On Monday April 6, 2009 the WCAB issued three Orders Granting Reconsideration and Order Allowing Amicus Briefs (en banc) in Ogilvie and Almaraz/Guzman. For your review:
The WCAB has granted SCIF’s petition for reconsideration in Almaraz, granting reconsideration on their own motion in Guzman, and the parties’ petitions for reconsideration in Ogilvie. They have granted reconsideration on these cases to, “afford us a sufficient opporutnity to study the issues.” ((Hence, the “The Thinker” reference above…))
Any interested party may file an amicus brief no later than May 1, 2009 at 5pm.
Clearly, Almaraz/Guzman has been a boon to the U.S. Postal Service. I’ve been receiving Almaraz/Guzman letters from Applicant attorneys on my files ever since the en banc decision came out. These letters typically fall into one of three categories:
Almaraz/Guzman does not absolve a doctor from the responsibility to generate a medical report which addresses the AMA Guides and constitutes substantial medical evidence.
There are numerous workers’ compensation professionals who are incredibly unhappy with Ogilvie and Almaraz/Guzman. Vocational experts are unhappy with Ogilvie, and somewhat hopeful with Almaraz/Guzman. Impairment rating specialists are not happy with Ogilvie or Almaraz/Guzman. These people may be unhappy with these new cases, but at least they’re starting to adapt.
As Julius Young of WorkCompZone.com just reported, some people are dealing with Almaraz/Guzman by putting on “webinars.” Phil Walker and Christopher Brigham have each announced “webinars.” According to Walker’s promotional e-mail, he charges $2,000.00 to appear for a one day seminar – and now he’s giving it away for free.
People will try to convince you that Almaraz/Guzman is not the law or “just” a WCAB decision. Do not believe these people. Ogilvie and Almaraz/Guzman are both en banc cases.

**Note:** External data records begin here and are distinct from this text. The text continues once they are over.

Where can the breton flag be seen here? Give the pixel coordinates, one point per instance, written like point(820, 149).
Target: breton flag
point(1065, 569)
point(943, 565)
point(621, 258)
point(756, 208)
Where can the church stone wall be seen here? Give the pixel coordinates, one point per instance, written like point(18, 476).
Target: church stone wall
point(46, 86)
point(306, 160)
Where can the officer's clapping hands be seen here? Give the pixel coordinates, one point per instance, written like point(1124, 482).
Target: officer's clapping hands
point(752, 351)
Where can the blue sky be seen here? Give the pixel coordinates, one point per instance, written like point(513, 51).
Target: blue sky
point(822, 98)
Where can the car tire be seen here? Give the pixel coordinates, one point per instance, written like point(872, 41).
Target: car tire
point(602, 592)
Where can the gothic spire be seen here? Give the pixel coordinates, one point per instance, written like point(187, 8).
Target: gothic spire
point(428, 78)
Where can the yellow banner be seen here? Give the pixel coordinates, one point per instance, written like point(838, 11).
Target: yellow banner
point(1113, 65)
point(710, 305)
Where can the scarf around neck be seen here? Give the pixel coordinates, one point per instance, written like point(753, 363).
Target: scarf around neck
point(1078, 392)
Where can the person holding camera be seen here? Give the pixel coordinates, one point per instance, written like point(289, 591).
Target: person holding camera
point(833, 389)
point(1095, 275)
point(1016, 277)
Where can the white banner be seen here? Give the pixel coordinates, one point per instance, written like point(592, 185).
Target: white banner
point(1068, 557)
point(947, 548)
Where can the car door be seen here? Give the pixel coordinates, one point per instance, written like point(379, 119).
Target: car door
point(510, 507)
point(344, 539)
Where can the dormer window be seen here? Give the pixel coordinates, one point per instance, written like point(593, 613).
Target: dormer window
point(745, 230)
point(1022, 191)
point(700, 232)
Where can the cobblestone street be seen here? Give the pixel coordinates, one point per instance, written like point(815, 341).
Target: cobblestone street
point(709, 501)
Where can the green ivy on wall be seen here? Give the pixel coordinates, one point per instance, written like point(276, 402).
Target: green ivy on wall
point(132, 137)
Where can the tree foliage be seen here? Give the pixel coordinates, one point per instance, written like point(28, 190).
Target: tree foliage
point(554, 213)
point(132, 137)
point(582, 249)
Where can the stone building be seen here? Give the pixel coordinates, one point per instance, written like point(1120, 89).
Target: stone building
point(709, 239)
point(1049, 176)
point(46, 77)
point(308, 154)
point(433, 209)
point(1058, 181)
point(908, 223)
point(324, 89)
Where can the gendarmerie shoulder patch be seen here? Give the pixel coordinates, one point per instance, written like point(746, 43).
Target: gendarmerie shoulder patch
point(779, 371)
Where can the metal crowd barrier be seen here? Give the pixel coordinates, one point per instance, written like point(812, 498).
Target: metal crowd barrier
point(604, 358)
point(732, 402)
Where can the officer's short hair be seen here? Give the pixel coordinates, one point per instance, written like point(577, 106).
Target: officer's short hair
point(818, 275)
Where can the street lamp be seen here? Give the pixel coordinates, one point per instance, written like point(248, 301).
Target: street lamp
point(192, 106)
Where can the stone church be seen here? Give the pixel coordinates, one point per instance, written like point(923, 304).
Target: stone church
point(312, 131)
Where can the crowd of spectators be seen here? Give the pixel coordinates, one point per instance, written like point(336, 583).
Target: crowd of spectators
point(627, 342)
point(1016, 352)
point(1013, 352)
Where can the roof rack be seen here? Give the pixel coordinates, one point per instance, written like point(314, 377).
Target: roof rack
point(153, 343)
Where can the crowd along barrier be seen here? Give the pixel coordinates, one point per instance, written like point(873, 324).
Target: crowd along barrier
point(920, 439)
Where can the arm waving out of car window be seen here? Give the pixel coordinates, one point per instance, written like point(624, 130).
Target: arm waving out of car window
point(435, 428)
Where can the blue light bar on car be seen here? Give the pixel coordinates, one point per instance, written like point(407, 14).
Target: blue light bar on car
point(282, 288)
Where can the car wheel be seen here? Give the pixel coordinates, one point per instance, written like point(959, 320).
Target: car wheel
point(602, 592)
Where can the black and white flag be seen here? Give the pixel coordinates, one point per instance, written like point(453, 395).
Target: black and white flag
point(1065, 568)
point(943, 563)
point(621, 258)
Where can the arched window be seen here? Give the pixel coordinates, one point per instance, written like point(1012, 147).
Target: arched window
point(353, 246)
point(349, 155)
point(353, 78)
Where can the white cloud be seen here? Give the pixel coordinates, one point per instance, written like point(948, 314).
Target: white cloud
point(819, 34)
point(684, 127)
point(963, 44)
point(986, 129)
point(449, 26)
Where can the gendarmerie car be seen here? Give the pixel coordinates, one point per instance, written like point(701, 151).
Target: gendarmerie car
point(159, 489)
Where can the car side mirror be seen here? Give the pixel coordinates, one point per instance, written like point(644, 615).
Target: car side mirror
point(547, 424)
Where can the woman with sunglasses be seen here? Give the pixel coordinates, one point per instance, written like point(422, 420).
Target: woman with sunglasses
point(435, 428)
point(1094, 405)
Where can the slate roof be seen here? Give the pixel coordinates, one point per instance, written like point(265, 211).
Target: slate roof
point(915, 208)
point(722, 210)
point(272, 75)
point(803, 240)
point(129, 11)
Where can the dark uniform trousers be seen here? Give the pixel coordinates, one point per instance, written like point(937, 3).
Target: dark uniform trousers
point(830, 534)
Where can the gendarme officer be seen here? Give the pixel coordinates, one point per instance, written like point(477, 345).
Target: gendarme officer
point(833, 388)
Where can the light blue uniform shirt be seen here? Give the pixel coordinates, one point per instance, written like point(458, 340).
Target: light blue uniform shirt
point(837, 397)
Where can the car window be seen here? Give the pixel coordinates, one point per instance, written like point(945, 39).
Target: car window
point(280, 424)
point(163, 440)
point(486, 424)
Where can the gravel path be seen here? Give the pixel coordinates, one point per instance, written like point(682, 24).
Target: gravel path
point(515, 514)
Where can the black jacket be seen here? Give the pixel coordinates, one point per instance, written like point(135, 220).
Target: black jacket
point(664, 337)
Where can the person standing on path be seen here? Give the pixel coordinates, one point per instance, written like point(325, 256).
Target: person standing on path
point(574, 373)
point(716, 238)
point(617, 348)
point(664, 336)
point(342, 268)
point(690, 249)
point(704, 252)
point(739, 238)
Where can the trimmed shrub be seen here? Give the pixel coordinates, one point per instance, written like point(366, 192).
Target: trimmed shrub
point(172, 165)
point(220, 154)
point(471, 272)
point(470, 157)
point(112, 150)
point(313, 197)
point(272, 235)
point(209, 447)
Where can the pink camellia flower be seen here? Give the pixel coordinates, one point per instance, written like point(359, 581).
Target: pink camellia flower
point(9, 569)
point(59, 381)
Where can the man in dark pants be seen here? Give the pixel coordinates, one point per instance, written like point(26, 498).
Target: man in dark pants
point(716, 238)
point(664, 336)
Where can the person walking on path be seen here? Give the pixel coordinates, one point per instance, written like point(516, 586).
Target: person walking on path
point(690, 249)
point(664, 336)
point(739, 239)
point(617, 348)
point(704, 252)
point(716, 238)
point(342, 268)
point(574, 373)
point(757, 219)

En banc decisions of the Appeals Board are binding precedent on all Appeals Board panels and workers’
compensation judges. (Cal. Code Regs., tit. 8, § 10341; City of Long Beach v. Workers’ Comp. Appeals Bd. (Garcia) (2005) 126 Cal.App.4th 298, 313, fn. 5 [70 Cal.Comp.Cases 109, 120, fn. 5]; Gee v. Workers’ Comp. Appeals Bd. (2002) 96 Cal.App.4th 1418, 1425, fn. 6 [67 Cal.Comp.Cases 236, 239, fn. 6]; see also Gov. Code, § 11425.60(b).)
Ogilvie and Almaraz/Guzman are binding precedent on judges and the WCAB itself. Don’t believe the hype and don’t stick your head in the sand. ((Photo courtesy of blakeimeson)) If you argue it is not the law or not binding precedent, you will lose. Yes, these cases may be appealed and may even be overturned.
I think it likely they will be appealled and highly unlikely they will be overturned.